Beauty

I have two alarms set on my iPhone for weekdays, one at 4:30am, in case I am in the mood to get up and do cardio, and one for 5:00am, which gives me 1/2 hour to wake up, watch the news and check Facebook before jumping into the chaos of getting myself and the kids ready.  The 4:30 alarm has, for many months, been more like a warning alarm telling me not to sleep too deeply because the real alarm is coming.  Today I actually got up and decided to try to dance for cardio.  It was not pretty!  Very uninspired, uncaffienated, clumsy and zombie-esque.  But it got my heart rate up, and that's the point.  Still, I didn't feel like it was much of a workout.  I did it because 2 Thursday's a month my husband goes to meetings at the Masonic Lodge which sometimes translates into me having to handle homework with my kids, which can mean I don't get done in time to go for a walk.  So I planned ahead and got it done.  
Work went fairly smoothly, not too busy or too slow.  It was yet another day that I didn't get to see Elliot, it was the girl.  I guess she's our permanent 'runner'.  Boo!  I'm still holding out hope that Elliot will come tomorrow since it was like that last week, but I don't want to set myself up for disappointment.  
I was hungry so much today, despite eating almost exactly what I eat other days.  I actually ate tomorrow's cheese sticks today my stomach was growling so hardcore!  I was also craving junk.  

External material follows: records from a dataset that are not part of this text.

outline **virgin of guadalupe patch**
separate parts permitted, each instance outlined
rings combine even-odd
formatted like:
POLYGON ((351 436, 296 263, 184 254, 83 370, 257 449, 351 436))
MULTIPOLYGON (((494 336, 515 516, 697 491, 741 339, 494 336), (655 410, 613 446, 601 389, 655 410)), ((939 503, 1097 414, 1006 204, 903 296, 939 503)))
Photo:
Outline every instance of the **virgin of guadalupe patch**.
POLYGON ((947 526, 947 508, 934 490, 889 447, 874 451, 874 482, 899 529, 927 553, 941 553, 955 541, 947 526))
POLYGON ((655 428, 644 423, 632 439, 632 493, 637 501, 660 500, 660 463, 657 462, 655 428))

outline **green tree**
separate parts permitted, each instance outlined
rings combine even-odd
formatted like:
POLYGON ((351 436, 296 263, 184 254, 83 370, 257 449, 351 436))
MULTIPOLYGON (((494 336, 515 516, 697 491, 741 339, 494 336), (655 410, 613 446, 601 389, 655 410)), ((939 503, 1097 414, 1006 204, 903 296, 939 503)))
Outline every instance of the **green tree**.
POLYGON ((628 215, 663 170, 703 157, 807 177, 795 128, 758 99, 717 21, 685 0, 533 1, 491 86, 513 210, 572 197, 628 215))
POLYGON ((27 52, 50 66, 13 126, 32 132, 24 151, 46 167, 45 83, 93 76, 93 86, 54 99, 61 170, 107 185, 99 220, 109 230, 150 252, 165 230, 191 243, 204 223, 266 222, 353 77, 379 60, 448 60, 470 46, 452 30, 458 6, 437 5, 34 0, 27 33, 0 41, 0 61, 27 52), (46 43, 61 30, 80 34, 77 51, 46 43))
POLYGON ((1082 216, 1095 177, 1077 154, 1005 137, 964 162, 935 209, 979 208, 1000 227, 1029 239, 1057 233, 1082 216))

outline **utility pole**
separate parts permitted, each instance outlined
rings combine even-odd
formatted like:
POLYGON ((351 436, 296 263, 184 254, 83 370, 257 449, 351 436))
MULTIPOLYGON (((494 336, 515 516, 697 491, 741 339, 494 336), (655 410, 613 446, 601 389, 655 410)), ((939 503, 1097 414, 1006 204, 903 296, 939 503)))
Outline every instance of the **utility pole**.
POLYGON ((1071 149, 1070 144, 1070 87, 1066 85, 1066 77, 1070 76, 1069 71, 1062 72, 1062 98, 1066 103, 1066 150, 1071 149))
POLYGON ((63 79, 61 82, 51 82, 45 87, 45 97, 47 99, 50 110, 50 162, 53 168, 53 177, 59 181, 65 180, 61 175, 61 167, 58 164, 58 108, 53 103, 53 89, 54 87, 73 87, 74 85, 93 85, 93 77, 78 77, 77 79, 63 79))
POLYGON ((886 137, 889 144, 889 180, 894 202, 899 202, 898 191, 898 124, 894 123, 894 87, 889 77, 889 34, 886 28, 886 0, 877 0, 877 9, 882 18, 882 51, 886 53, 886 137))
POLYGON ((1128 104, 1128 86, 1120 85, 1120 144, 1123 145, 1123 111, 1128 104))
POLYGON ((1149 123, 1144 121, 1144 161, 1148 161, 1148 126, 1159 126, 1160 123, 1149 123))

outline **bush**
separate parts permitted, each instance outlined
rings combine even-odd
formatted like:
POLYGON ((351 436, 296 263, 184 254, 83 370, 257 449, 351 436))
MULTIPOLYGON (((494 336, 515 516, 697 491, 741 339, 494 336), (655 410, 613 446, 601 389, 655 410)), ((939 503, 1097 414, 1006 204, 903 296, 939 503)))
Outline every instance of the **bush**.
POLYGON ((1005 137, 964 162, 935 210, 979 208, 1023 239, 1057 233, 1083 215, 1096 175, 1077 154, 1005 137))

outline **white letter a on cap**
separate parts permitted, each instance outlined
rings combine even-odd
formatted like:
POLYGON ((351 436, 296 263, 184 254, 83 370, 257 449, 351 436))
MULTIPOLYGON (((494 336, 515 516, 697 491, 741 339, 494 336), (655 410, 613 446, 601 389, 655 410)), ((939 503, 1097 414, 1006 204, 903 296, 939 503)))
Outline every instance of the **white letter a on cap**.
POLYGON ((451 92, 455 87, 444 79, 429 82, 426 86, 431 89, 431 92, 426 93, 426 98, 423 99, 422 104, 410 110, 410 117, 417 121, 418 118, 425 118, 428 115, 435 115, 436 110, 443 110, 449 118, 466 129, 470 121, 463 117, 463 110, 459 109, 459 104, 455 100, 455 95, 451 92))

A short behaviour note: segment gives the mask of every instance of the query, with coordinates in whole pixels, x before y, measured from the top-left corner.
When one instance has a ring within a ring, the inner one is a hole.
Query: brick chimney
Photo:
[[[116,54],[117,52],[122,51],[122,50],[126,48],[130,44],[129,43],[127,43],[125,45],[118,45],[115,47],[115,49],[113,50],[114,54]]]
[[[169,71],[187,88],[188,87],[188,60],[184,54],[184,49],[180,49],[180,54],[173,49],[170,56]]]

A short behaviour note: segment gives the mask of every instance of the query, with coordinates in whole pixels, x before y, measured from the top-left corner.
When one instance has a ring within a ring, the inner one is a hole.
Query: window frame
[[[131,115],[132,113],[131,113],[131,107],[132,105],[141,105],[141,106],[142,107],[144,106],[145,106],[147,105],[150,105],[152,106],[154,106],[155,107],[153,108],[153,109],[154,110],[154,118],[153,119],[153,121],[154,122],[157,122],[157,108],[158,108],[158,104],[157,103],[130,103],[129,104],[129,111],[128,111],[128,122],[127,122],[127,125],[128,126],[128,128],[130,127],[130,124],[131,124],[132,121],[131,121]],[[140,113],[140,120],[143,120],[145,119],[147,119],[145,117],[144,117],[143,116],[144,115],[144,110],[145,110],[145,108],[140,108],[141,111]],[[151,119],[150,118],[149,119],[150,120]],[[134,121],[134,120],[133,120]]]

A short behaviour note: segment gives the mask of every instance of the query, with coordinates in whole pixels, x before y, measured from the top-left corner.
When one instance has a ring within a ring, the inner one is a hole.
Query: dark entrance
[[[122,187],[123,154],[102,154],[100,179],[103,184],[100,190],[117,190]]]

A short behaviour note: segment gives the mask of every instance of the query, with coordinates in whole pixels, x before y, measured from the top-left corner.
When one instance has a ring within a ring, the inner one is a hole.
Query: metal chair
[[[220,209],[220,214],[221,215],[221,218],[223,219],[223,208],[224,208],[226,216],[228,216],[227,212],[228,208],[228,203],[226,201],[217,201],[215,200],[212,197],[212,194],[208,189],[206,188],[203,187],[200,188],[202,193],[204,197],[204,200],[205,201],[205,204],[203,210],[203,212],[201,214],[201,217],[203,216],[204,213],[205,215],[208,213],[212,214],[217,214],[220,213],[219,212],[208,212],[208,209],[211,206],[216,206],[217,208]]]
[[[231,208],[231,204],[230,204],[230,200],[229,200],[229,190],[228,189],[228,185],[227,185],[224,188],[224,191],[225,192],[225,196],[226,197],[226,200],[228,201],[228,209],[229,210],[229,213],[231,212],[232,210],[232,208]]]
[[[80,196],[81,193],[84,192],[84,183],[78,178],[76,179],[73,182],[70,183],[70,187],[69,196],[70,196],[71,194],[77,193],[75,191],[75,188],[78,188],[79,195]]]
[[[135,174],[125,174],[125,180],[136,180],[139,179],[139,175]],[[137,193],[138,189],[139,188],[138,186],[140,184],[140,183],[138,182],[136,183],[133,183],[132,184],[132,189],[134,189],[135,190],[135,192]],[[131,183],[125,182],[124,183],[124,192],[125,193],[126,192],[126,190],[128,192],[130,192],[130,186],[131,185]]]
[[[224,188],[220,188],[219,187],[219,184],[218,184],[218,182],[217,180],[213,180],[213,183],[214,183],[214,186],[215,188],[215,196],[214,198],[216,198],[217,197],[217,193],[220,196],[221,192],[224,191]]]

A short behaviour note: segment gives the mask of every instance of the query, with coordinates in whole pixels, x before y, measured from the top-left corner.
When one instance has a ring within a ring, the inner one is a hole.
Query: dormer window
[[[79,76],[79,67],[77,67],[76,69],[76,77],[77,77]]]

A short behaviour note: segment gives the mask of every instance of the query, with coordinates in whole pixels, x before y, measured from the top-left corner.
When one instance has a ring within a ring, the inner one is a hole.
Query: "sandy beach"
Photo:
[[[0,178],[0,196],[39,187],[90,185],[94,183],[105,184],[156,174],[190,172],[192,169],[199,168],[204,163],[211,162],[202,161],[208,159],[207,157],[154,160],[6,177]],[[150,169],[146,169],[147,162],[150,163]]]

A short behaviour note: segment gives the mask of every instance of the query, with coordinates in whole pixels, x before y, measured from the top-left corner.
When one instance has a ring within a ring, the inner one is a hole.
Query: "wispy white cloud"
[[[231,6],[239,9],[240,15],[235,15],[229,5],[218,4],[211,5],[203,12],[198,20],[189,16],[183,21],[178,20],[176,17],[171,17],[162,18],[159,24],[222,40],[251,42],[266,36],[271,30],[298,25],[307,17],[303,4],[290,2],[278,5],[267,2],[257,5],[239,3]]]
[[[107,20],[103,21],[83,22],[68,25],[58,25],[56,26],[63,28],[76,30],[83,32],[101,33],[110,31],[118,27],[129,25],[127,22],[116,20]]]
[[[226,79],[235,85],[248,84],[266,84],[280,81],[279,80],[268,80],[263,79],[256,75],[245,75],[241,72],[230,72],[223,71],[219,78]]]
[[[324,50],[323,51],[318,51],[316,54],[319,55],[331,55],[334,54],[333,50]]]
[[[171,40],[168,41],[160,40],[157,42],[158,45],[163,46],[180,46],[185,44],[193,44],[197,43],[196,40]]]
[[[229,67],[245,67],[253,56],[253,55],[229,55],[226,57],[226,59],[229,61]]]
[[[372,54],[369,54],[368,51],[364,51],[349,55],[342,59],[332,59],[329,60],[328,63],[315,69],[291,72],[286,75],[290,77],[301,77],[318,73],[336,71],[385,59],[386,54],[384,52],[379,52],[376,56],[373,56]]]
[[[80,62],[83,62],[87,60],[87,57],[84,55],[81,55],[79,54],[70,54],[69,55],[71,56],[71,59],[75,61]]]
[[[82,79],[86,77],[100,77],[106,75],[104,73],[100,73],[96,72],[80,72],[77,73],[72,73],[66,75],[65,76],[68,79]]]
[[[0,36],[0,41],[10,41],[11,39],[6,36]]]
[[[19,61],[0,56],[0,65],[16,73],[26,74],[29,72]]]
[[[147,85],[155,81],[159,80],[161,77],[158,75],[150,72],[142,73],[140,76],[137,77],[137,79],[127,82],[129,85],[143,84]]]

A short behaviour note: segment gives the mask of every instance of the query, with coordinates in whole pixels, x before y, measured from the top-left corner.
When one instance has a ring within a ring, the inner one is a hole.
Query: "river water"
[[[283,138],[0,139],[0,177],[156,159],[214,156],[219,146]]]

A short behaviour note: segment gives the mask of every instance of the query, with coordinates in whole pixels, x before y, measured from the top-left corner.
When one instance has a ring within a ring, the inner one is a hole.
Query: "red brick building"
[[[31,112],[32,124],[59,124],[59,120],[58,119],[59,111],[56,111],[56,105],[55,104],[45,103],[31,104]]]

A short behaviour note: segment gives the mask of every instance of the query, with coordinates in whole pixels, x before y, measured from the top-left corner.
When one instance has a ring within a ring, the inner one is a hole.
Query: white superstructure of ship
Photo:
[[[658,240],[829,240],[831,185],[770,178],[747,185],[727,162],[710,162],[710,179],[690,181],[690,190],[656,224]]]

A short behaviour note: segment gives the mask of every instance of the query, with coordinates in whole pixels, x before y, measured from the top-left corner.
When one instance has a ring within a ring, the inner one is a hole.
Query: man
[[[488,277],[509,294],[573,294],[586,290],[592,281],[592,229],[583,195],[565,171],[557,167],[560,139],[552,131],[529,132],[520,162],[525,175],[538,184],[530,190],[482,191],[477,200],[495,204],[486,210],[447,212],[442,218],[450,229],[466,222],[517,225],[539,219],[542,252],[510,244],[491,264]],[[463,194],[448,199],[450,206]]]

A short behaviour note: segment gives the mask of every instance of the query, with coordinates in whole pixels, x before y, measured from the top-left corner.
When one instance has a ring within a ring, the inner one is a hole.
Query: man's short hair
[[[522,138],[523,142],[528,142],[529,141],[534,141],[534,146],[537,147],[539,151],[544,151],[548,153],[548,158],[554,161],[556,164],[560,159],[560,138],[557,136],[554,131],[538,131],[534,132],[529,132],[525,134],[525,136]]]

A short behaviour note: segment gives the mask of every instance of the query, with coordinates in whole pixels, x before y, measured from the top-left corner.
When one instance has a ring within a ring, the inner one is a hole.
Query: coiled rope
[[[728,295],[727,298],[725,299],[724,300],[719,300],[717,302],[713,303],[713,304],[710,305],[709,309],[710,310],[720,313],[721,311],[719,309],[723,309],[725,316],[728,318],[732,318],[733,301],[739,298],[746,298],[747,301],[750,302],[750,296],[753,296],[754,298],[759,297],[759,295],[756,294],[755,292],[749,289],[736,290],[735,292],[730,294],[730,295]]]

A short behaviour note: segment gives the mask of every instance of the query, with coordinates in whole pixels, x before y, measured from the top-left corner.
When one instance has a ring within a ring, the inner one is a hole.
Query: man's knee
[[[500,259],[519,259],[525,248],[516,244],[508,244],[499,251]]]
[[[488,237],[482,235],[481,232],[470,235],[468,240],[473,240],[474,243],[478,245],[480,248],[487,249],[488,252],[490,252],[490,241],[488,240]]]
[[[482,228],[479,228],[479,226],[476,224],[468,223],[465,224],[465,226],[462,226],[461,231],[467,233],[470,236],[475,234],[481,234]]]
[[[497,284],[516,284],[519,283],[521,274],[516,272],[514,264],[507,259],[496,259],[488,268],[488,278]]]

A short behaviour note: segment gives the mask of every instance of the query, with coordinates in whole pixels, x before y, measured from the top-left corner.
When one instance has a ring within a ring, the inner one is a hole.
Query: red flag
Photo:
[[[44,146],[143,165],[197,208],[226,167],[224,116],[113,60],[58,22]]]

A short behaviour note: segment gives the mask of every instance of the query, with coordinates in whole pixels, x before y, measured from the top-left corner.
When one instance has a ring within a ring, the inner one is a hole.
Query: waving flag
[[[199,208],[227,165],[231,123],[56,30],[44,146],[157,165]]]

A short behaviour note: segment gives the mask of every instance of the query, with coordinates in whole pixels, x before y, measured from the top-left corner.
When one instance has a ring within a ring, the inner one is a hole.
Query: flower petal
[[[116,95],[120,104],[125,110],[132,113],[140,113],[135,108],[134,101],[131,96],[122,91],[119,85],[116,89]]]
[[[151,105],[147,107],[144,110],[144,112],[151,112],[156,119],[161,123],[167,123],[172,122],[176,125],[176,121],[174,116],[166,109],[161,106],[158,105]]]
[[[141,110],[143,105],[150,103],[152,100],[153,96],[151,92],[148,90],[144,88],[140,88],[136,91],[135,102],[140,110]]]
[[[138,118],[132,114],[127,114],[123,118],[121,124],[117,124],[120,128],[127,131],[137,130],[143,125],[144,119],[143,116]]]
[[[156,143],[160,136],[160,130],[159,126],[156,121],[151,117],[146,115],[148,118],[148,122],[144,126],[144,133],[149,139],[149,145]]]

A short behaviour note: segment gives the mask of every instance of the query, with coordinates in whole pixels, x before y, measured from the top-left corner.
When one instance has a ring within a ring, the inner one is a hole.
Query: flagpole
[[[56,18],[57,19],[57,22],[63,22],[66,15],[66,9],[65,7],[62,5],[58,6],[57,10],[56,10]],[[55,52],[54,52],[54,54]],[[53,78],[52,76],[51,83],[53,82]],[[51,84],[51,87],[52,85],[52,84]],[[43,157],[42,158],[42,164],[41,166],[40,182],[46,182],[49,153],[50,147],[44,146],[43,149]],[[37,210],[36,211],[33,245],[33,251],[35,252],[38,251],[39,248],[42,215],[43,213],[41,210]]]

When I got home my younger son said that he needs a protractor to do his homework and we didn't have one so we went to Target.  Bad idea! I can never buy only what I need from that place, I find so much else that I have to have!  I came home with flaming hot Cheetos for my older son, Doritos Spicy Street Taco flavor plus guacamole for me and them, some Fiber One bars for the kids and a curling iron that I can leave at work.  And no protractor.  I ate some chips and guacamole and felt simultaneously good and bad, mentally.  Since it wasn't raining I decided to go for a walk.  It makes such a huge difference with music!  I got into a nice groove and felt good walking and rockin' out to my music.  Hips still hurt, might be a posture/lower back thing.  I have been stretching more today and will keep working my lower body with stretches and massage.  I am wondering if it has anything to do with the fact that I have upped my carbs slightly, according to the plan.  It'll take more research but I think if I keep moving and stretching I will be ok.  I had a bizarro day where I looked thin in the mirror today, particularly my face, it made me a little confused because I know I'm not thin.  Maybe it's because my hair seems to have grown a foot overnight too.  Strange stuff.  I haven't actually been putting all that much thought into my weight lately, I am focused more on my hair and face.  I've been using a treatment for puffy eyes and wrinkles around the eye, putting a lot more work into my hair and making sure I have lip gloss on all day.  It makes me feel prettier.  And right now I guess that's where I'm at, wanting to feel good about myself despite my weight.  I am taking back what was lost all those years that I let myself believe that I was not worthy of positive attention (from myself or others) because I didn't look like a swimsuit model.  My body is not wrong, I am not wrong.  I don't look like a swimsuit model and I'm still getting all kinds of attention.  When you know you are beautiful it glows from the inside and paints the outside in a brilliant palette of colors.  And others notice.  Too bad so many of us don't know we are beautiful.  And affective.  It's a shame someone else had to clue me in on my own beauty before I believed it existed.  Feeling beautiful is so powerful!  I hope you take time to do something for yourself today that makes you feel beautiful.